The charges also include weapons offenses and alleging that Bowers seriously injured police officers while obstructing the exercise of religious beliefs resulting in death.
Scott W. Brady, the U.S. Attorney for the Western District of Pennsylvania, announced the charges late Oct. 27, about 12 hours after they say Robert Bowers opened fire inside the Tree of Life synagogue at the Tree of Life Congregation in Pittsburgh’s Squirrel Hill neighborhood.
Authorities said six people, including four police officers, were also wounded during the Oct. 27 shooting.
The charging documents were not immediately available in a federal court records database. Prosecutors have scheduled a Sunday morning news conference to discuss the case.
President Donald Trump has since ordered flags at federal buildings throughout the United States to be flown at half-staff in “solemn respect” for the shooting victims at a Pittsburgh synagogue.
Trump issued the proclamation late Oct. 27, shortly after returning to Washington from speaking at the Future Farmers of America convention in Indianapolis and a campaign rally in Murphysboro, Illinois.
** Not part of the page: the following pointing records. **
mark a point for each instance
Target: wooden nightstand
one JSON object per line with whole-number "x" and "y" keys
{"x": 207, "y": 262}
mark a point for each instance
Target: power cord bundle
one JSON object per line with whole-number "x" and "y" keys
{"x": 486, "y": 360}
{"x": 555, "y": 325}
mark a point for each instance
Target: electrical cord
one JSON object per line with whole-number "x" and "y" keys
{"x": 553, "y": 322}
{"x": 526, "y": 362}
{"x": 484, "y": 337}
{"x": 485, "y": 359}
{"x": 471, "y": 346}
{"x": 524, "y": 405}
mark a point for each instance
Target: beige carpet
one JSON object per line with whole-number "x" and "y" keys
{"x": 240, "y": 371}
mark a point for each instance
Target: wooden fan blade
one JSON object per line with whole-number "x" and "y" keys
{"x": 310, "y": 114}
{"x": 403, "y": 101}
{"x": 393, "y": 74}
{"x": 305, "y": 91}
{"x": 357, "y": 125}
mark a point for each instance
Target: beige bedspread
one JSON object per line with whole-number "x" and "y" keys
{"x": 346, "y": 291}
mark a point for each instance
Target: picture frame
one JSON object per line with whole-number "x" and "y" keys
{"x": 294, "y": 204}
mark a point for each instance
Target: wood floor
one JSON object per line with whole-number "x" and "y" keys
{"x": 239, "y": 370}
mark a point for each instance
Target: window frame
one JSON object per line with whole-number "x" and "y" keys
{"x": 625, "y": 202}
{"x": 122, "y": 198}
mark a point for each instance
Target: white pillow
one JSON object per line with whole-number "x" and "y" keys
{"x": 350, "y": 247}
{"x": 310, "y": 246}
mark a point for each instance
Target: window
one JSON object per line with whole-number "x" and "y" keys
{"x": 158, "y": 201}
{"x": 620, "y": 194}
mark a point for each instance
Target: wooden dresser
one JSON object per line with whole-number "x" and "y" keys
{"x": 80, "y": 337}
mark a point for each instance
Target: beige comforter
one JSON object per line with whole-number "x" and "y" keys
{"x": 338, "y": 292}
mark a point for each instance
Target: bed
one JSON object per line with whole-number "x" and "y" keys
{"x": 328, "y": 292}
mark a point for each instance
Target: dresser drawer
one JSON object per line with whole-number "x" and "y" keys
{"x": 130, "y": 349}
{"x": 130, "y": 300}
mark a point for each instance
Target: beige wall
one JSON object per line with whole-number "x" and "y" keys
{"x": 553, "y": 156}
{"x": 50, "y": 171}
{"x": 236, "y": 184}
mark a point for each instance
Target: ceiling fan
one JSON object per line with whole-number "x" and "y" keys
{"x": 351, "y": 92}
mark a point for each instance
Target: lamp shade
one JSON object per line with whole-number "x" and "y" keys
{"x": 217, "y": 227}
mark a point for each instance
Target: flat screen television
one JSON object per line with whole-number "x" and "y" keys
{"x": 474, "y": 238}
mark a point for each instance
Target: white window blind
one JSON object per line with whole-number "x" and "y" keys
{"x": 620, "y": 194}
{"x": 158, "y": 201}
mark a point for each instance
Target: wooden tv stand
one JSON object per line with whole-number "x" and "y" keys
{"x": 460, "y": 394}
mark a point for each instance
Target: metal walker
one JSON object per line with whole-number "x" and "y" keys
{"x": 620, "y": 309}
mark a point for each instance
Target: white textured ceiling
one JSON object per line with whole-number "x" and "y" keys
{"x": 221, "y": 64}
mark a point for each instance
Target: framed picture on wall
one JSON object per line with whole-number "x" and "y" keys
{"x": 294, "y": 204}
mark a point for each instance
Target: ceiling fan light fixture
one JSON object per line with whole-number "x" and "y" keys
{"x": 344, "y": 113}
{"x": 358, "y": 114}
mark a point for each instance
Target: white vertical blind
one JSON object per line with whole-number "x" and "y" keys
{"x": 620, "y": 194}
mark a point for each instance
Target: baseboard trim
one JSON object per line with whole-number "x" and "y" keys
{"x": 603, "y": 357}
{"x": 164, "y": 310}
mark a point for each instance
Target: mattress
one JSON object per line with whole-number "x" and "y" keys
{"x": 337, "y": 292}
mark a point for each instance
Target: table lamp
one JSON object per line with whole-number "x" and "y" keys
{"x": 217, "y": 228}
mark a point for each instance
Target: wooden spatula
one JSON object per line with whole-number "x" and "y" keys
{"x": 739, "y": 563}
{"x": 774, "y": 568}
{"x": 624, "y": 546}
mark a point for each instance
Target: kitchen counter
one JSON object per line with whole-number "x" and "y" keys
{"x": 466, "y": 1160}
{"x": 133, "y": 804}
Throughout the day, he expressed sorrow, called for justice and bemoaned hate, getting regular updates on the shooting.
In Illinois, Trump told the thousands attending the rally that the press has asked him whether he was going to cancel his two appearances after the tragic shooting.
He said, “I thought about it for a little while.”
Then he said he decided to attend as planned as “we can’t make these sick, demented people important, and when we start changing around our lives and changing around our schedules in order to accomodate them, it’s not acceptable.”
“We have our lives, we have our schedules and nobody’s going to change it ok.”
Then, Trump asked the crowd, “If you don’t mind, I’m going to tone it down a little bit, is that ok?”
The flags to be lowered until Oct. 31.